SPDX
Creates software bills of materials (SBOM) in the SPDX format.
Description
Creates YAML and JSON SPDX documents mainly targeting the use case of sharing information about the dependencies
used, similar to e.g. a NOTICE file. Information about the project / submodule structure as well as project VCS
locations are deliberately omitted. The underlying idea is to clearly separate this mentioned use case from a maximum
detailed report which could be preferred for archiving or internal use only.

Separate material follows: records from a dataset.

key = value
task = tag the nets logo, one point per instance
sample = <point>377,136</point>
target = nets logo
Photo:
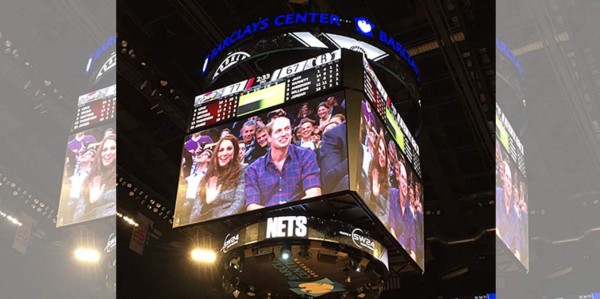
<point>360,240</point>
<point>287,226</point>
<point>230,240</point>
<point>229,61</point>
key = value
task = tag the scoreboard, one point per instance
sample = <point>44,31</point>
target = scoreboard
<point>288,83</point>
<point>96,107</point>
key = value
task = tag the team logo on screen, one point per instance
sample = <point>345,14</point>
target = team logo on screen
<point>361,240</point>
<point>286,226</point>
<point>229,61</point>
<point>230,240</point>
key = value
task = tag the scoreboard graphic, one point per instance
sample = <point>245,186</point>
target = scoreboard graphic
<point>288,83</point>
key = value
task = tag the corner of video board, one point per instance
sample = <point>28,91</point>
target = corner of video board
<point>88,189</point>
<point>512,213</point>
<point>390,180</point>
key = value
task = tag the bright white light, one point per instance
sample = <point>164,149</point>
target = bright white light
<point>87,255</point>
<point>204,256</point>
<point>364,26</point>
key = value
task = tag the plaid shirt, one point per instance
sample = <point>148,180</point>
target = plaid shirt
<point>267,186</point>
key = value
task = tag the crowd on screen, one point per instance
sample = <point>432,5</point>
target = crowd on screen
<point>89,177</point>
<point>284,155</point>
<point>389,186</point>
<point>511,205</point>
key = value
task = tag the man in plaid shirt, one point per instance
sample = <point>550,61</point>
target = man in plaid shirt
<point>285,173</point>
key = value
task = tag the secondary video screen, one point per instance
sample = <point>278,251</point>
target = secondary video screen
<point>389,185</point>
<point>279,156</point>
<point>512,211</point>
<point>88,185</point>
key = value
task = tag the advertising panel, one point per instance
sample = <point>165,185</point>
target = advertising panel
<point>389,185</point>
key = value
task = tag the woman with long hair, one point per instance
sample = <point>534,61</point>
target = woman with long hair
<point>222,187</point>
<point>378,186</point>
<point>101,192</point>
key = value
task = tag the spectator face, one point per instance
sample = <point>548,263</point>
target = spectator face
<point>225,153</point>
<point>381,153</point>
<point>87,156</point>
<point>306,130</point>
<point>109,152</point>
<point>322,112</point>
<point>281,133</point>
<point>262,138</point>
<point>329,126</point>
<point>336,119</point>
<point>242,152</point>
<point>225,132</point>
<point>248,133</point>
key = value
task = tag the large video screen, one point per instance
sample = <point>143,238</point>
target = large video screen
<point>389,185</point>
<point>88,185</point>
<point>279,156</point>
<point>511,192</point>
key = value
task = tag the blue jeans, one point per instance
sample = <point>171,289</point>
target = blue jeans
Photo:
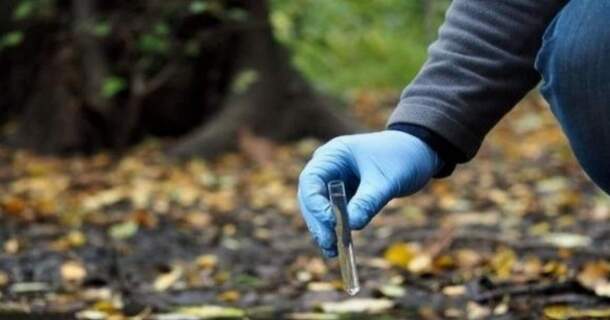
<point>574,62</point>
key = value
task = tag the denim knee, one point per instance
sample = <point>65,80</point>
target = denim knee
<point>574,62</point>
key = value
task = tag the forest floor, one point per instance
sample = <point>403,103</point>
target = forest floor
<point>518,233</point>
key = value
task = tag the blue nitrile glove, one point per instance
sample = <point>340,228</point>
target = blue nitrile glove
<point>376,167</point>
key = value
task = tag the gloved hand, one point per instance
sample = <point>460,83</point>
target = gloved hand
<point>376,167</point>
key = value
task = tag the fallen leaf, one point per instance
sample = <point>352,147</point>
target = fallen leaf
<point>400,254</point>
<point>594,276</point>
<point>122,231</point>
<point>212,312</point>
<point>312,316</point>
<point>166,280</point>
<point>503,261</point>
<point>230,296</point>
<point>207,261</point>
<point>358,306</point>
<point>568,313</point>
<point>392,291</point>
<point>73,272</point>
<point>567,240</point>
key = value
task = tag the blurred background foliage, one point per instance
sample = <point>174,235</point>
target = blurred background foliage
<point>347,45</point>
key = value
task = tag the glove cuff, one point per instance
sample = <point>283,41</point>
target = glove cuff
<point>447,153</point>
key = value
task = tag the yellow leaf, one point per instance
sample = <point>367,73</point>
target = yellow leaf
<point>503,261</point>
<point>73,272</point>
<point>594,276</point>
<point>568,313</point>
<point>166,280</point>
<point>229,296</point>
<point>400,254</point>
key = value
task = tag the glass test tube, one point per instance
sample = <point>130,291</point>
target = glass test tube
<point>347,259</point>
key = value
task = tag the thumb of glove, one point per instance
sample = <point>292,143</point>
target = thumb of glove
<point>369,199</point>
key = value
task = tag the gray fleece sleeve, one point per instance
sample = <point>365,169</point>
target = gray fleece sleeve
<point>481,65</point>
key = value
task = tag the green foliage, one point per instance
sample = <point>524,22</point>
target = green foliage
<point>112,86</point>
<point>24,10</point>
<point>198,6</point>
<point>345,44</point>
<point>11,39</point>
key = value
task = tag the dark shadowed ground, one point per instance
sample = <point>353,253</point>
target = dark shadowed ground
<point>519,233</point>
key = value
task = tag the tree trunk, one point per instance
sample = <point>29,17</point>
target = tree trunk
<point>242,79</point>
<point>269,97</point>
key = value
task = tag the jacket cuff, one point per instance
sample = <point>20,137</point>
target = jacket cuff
<point>450,155</point>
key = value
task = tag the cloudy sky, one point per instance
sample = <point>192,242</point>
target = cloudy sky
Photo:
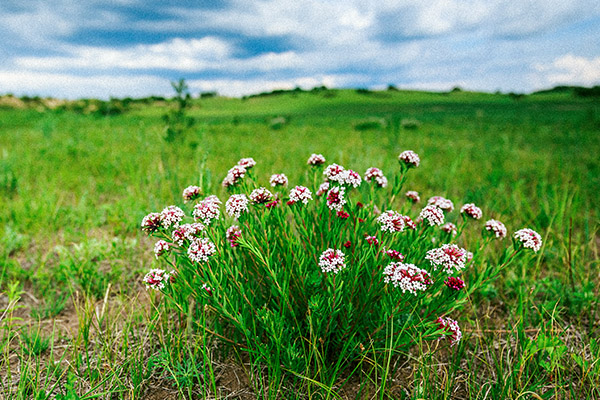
<point>102,48</point>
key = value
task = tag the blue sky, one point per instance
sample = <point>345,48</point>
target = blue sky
<point>94,48</point>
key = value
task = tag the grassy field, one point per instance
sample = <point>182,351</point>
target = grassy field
<point>75,320</point>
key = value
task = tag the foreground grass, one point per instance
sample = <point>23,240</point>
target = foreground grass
<point>76,322</point>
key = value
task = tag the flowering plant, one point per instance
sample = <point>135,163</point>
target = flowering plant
<point>314,274</point>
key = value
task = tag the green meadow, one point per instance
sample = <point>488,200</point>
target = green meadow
<point>77,322</point>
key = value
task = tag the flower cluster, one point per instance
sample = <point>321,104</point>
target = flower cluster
<point>278,180</point>
<point>332,260</point>
<point>450,326</point>
<point>156,279</point>
<point>201,249</point>
<point>497,228</point>
<point>375,174</point>
<point>261,196</point>
<point>432,214</point>
<point>409,158</point>
<point>171,216</point>
<point>450,257</point>
<point>191,193</point>
<point>207,210</point>
<point>391,221</point>
<point>316,159</point>
<point>454,283</point>
<point>413,196</point>
<point>232,234</point>
<point>471,210</point>
<point>236,205</point>
<point>187,232</point>
<point>530,239</point>
<point>160,248</point>
<point>335,198</point>
<point>441,202</point>
<point>408,277</point>
<point>300,194</point>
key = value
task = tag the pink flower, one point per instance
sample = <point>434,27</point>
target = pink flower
<point>200,250</point>
<point>454,283</point>
<point>497,228</point>
<point>332,260</point>
<point>530,239</point>
<point>247,163</point>
<point>191,193</point>
<point>171,216</point>
<point>433,215</point>
<point>278,180</point>
<point>450,228</point>
<point>450,326</point>
<point>413,196</point>
<point>333,173</point>
<point>232,234</point>
<point>335,198</point>
<point>450,257</point>
<point>395,255</point>
<point>407,277</point>
<point>187,232</point>
<point>316,159</point>
<point>471,210</point>
<point>300,194</point>
<point>441,202</point>
<point>261,195</point>
<point>391,221</point>
<point>160,248</point>
<point>236,205</point>
<point>207,210</point>
<point>156,279</point>
<point>151,223</point>
<point>409,158</point>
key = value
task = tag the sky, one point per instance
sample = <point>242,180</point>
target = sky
<point>135,48</point>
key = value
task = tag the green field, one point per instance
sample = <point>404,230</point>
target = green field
<point>75,317</point>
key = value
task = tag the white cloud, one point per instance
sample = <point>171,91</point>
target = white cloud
<point>569,70</point>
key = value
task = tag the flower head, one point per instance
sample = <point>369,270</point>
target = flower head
<point>278,180</point>
<point>156,279</point>
<point>450,326</point>
<point>450,257</point>
<point>433,214</point>
<point>391,221</point>
<point>471,210</point>
<point>191,193</point>
<point>160,248</point>
<point>201,249</point>
<point>236,205</point>
<point>407,277</point>
<point>332,260</point>
<point>171,216</point>
<point>529,238</point>
<point>187,232</point>
<point>261,195</point>
<point>497,228</point>
<point>207,210</point>
<point>247,163</point>
<point>316,159</point>
<point>413,196</point>
<point>441,202</point>
<point>450,228</point>
<point>300,194</point>
<point>151,223</point>
<point>454,283</point>
<point>335,198</point>
<point>409,158</point>
<point>333,173</point>
<point>232,234</point>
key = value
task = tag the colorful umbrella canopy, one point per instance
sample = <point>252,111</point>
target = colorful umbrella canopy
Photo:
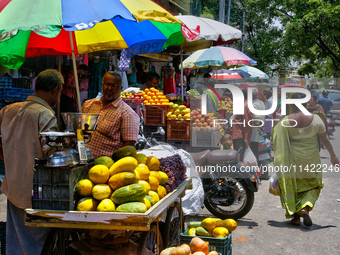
<point>211,33</point>
<point>254,72</point>
<point>225,74</point>
<point>292,85</point>
<point>114,26</point>
<point>217,56</point>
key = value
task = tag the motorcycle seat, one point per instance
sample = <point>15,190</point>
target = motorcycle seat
<point>223,157</point>
<point>200,157</point>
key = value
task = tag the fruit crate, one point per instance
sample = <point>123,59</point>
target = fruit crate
<point>180,144</point>
<point>178,130</point>
<point>222,246</point>
<point>54,187</point>
<point>2,238</point>
<point>210,138</point>
<point>147,130</point>
<point>155,115</point>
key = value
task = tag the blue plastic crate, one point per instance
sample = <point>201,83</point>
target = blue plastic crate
<point>222,246</point>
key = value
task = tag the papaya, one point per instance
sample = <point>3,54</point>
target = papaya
<point>124,152</point>
<point>121,179</point>
<point>201,231</point>
<point>194,224</point>
<point>133,207</point>
<point>127,164</point>
<point>130,193</point>
<point>192,232</point>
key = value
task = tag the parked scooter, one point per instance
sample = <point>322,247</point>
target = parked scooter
<point>228,194</point>
<point>330,123</point>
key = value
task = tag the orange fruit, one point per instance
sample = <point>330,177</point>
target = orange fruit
<point>84,188</point>
<point>152,163</point>
<point>99,174</point>
<point>154,183</point>
<point>161,191</point>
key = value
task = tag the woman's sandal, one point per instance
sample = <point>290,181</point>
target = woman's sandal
<point>306,219</point>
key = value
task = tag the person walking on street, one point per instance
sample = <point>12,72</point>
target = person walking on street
<point>257,132</point>
<point>20,125</point>
<point>295,145</point>
<point>325,102</point>
<point>118,124</point>
<point>268,123</point>
<point>241,131</point>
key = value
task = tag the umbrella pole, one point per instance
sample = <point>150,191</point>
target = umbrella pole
<point>75,72</point>
<point>58,106</point>
<point>182,94</point>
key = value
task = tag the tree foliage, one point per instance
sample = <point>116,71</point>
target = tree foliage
<point>279,31</point>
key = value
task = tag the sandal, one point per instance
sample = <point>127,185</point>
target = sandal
<point>306,219</point>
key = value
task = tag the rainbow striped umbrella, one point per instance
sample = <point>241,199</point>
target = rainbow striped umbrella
<point>31,28</point>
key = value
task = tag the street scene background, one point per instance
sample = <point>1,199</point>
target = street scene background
<point>265,230</point>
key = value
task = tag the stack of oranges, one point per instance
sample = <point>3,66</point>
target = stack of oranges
<point>153,96</point>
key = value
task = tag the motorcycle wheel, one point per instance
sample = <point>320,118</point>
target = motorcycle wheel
<point>233,211</point>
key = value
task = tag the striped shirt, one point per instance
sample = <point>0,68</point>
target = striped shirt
<point>117,124</point>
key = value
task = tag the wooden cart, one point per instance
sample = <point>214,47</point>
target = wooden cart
<point>66,222</point>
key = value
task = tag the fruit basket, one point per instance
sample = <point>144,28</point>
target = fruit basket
<point>222,245</point>
<point>104,220</point>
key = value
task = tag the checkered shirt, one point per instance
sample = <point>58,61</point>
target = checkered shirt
<point>117,123</point>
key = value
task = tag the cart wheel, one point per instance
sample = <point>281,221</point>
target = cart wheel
<point>148,242</point>
<point>58,242</point>
<point>174,224</point>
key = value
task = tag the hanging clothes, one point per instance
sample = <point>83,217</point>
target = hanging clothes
<point>168,74</point>
<point>97,70</point>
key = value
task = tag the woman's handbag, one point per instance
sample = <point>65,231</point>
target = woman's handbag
<point>274,185</point>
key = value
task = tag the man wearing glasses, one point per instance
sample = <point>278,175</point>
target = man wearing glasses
<point>118,124</point>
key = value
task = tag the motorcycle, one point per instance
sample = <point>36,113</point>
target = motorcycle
<point>265,157</point>
<point>330,124</point>
<point>227,194</point>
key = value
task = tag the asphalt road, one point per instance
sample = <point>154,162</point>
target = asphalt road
<point>265,229</point>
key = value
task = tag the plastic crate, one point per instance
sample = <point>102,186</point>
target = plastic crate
<point>135,104</point>
<point>222,246</point>
<point>178,130</point>
<point>180,144</point>
<point>209,138</point>
<point>2,238</point>
<point>155,115</point>
<point>54,187</point>
<point>147,130</point>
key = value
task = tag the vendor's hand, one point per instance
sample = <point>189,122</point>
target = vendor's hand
<point>335,161</point>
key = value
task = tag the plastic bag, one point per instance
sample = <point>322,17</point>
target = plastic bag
<point>274,185</point>
<point>249,158</point>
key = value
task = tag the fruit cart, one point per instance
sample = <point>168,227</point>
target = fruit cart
<point>65,223</point>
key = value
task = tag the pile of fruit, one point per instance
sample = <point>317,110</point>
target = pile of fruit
<point>197,246</point>
<point>227,104</point>
<point>132,95</point>
<point>126,182</point>
<point>212,227</point>
<point>178,112</point>
<point>203,122</point>
<point>153,96</point>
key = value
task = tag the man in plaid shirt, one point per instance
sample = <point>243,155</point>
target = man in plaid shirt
<point>118,124</point>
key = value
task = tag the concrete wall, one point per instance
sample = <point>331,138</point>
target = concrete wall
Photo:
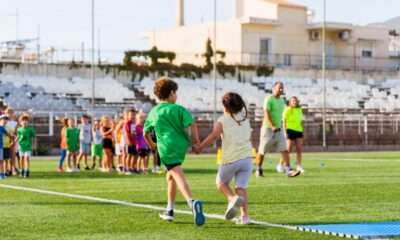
<point>189,42</point>
<point>63,71</point>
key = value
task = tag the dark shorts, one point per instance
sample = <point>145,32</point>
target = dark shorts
<point>131,150</point>
<point>6,153</point>
<point>171,166</point>
<point>293,135</point>
<point>107,143</point>
<point>143,152</point>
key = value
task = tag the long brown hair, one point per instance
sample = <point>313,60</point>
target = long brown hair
<point>234,103</point>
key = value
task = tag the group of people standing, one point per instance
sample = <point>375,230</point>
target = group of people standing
<point>16,140</point>
<point>103,140</point>
<point>170,120</point>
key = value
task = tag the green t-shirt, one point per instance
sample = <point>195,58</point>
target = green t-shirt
<point>72,136</point>
<point>293,118</point>
<point>169,121</point>
<point>275,107</point>
<point>25,138</point>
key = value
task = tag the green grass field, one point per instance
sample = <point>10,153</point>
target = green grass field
<point>350,187</point>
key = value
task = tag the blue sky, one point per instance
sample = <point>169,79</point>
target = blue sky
<point>66,23</point>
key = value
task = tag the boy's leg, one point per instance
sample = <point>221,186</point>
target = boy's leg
<point>68,160</point>
<point>196,206</point>
<point>242,192</point>
<point>2,167</point>
<point>177,174</point>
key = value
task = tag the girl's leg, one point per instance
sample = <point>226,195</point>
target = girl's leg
<point>27,163</point>
<point>62,158</point>
<point>93,161</point>
<point>2,167</point>
<point>242,192</point>
<point>85,160</point>
<point>12,159</point>
<point>171,188</point>
<point>69,160</point>
<point>105,159</point>
<point>179,177</point>
<point>146,162</point>
<point>299,147</point>
<point>74,160</point>
<point>226,190</point>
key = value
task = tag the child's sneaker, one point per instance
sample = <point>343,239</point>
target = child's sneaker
<point>167,215</point>
<point>259,173</point>
<point>233,207</point>
<point>243,221</point>
<point>198,215</point>
<point>280,168</point>
<point>293,173</point>
<point>301,170</point>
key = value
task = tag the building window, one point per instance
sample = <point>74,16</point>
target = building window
<point>366,53</point>
<point>367,48</point>
<point>287,59</point>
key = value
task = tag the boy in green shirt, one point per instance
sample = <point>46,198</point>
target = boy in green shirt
<point>25,139</point>
<point>72,138</point>
<point>169,121</point>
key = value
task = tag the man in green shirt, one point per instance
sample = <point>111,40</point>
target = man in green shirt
<point>25,139</point>
<point>72,137</point>
<point>272,137</point>
<point>169,121</point>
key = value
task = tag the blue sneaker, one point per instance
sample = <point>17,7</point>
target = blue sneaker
<point>199,218</point>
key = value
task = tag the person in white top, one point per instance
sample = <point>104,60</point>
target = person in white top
<point>85,139</point>
<point>13,125</point>
<point>236,159</point>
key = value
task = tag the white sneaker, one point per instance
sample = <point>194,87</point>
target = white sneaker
<point>243,221</point>
<point>301,170</point>
<point>280,168</point>
<point>233,207</point>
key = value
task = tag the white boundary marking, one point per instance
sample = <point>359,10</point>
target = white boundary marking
<point>131,204</point>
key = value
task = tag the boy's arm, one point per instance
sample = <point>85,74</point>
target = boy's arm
<point>214,136</point>
<point>149,140</point>
<point>195,133</point>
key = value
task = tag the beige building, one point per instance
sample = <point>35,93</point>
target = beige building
<point>278,33</point>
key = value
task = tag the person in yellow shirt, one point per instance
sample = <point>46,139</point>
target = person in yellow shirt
<point>292,120</point>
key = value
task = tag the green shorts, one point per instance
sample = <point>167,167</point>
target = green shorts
<point>6,154</point>
<point>97,150</point>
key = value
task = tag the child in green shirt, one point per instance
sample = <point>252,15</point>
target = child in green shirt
<point>169,121</point>
<point>72,138</point>
<point>25,139</point>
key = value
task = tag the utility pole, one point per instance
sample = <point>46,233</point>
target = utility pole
<point>324,78</point>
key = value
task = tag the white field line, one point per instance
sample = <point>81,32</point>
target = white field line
<point>138,205</point>
<point>353,159</point>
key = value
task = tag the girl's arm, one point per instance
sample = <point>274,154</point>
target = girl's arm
<point>214,136</point>
<point>149,140</point>
<point>195,133</point>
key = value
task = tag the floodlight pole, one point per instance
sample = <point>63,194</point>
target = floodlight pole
<point>92,70</point>
<point>215,64</point>
<point>324,78</point>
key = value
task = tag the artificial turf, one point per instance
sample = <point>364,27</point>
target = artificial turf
<point>336,188</point>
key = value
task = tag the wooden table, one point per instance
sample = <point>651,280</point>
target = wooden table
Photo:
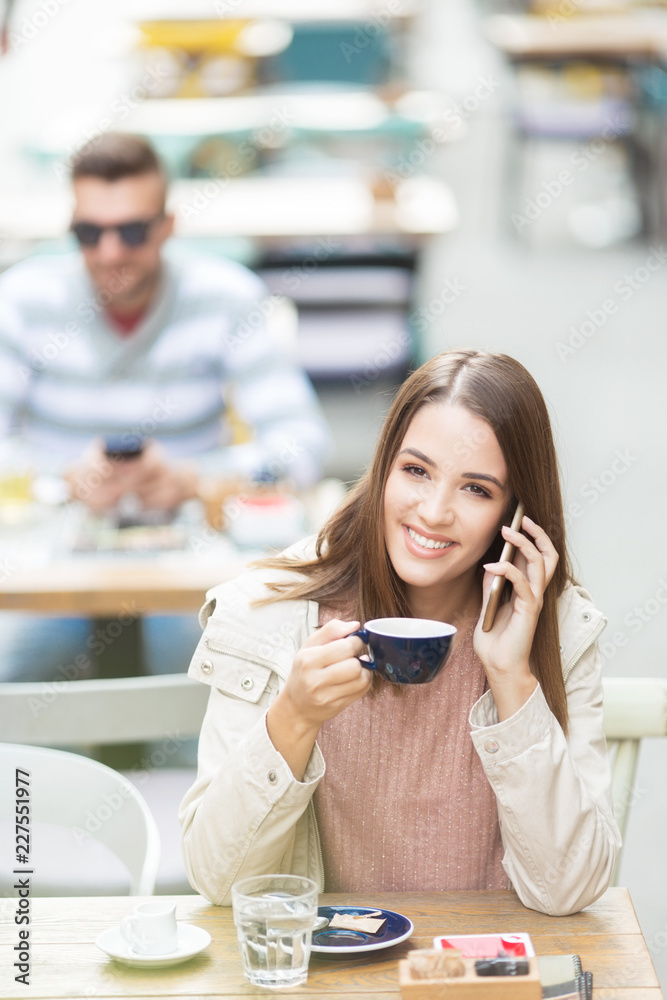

The latter could be implemented either
as a future extension of this SpdxDocumentReporter or as a separate Reporter.
Configuration
Example
Use the following syntax to configure this plugin globally as part of config.yml:
ort:
reporter:
reporters:
SpdxDocument:
options:
spdxVersion: SPDX-2.2
creationInfoComment: <OPTIONAL_STRING>
creationInfoPerson: <OPTIONAL_STRING>
creationInfoOrganization: <OPTIONAL_STRING>
documentComment: <OPTIONAL_STRING>
documentName: <OPTIONAL_STRING>
outputFileFormats: YAML
fileInformationEnabled: true
Options
spdxVersion
Possible values:
SPDX-2.2, SPDX-2.3
The SPDX version to use.
creationInfoComment
Alias: creationInfo.comment
The comment to add to the [SpdxDocument.creationInfo].
creationInfoPerson
Alias: creationInfo.person
The person to add to the [SpdxDocument.creationInfo].
creationInfoOrganization
Alias: creationInfo.organization
The organization to add to the [SpdxDocument.creationInfo].
documentComment
Alias: document.comment
The comment to add to the [SpdxDocument].
documentName
Alias: document.name
The name of the generated [SpdxDocument]. Defaults to the first project name from the ORT result if not set.
outputFileFormats
Alias: output.file.formats
Possible values:
JSON, YAML
The list of file formats to generate.
fileInformationEnabled
Alias: file.information.enabled
Toggle whether the output document should contain information on file granularity about files containing findings.